Peter Friis Jensen

Personal information
- Full name: Peter Friis Jensen
- Date of birth: May 2, 1988 (age 37)
- Place of birth: Denmark
- Height: 1.89 m (6 ft 2 in)
- Position: Goalkeeper

Youth career
- IF Midtdjurs
- Randers

Senior career*
- Years: Team / Apps / (Gls)
- 2008–2014: Randers / 29 / (0)
- 2014–2017: Viborg / 93 / (1)
- 2017–2019: Silkeborg / 22 / (0)
- 2019–2021: Vendsyssel / 31 / (0)

= Peter Friis Jensen =

Danish footballer (born 1988)

Peter Friis Jensen (born 2 May 1988) is a Danish retired professional footballer who played as a goalkeeper.

==Club career==
===Randers===
Friis is a product of Randers FC, and has played for the team in the most of his youth career. He got his contract extended in June 2007 and signed his first professional contract the following summer. Friis didn't play any games for the first team in this season, but was on the bench for the last two games of the season.

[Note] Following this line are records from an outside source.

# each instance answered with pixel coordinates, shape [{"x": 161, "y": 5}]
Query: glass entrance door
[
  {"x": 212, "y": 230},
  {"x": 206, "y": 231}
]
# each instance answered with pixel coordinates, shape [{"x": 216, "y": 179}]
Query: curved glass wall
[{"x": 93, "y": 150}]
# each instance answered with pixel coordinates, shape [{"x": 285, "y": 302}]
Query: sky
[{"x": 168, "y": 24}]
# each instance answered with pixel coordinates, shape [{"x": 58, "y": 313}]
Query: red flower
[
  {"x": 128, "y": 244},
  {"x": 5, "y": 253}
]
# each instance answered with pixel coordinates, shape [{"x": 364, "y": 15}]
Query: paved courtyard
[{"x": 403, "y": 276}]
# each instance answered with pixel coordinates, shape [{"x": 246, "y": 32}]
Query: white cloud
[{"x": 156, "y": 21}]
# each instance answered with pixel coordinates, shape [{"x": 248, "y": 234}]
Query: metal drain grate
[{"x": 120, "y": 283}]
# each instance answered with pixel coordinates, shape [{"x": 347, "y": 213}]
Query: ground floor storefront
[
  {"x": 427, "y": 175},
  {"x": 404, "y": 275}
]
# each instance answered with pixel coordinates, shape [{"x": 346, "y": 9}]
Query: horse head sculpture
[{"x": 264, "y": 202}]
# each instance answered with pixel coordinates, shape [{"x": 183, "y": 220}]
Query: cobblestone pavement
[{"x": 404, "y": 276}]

His contract was extended once again after the 2008/09 season until 1 January 2010. Friis was in negotiations with Viborg in November about a new contract, but due to the financial crisis, they couldn't offer him as much as he wanted, even if they wanted to. So his contract expired but 28 days later, he signed a new contract with the club for 6 months. Friis' contract was extended once again after the 6 months, this time until 2012. He played his first game for Randers on 25 August 2010 in a Danish Cup game against VSK Aarhus, which they won 4–1. The first choice, David Ousted, got injured with 4 league games left. Friis played the last 4 games and did very well. In the beginning of the 2012/13, Friis got injured and was operated in his knee. Friis wanted to be the first choice and he considered a move away. He didn't play a single game in the 2012/13 season.

Friis was on the bench for the first 10 games of the season in the following season, but played the rest of the league games.

===Viborg===
On 16 July 2014 Viborg FF announced, that they had signed Friis from Randers. After Viborg was relegated to the Danish 1st Division for the 2017/18 season, he left the club together with 5 teammates.

===Silkeborg===
Friis signed a two-year contract with Danish Superliga club Silkeborg IF.

===Vendsyssel===
On 8 July 2019, Friis signed with Vendsyssel FF. On 22 August 2021, 33-year old Friis confirmed, that he had been forced to retire due to persistent knee problems.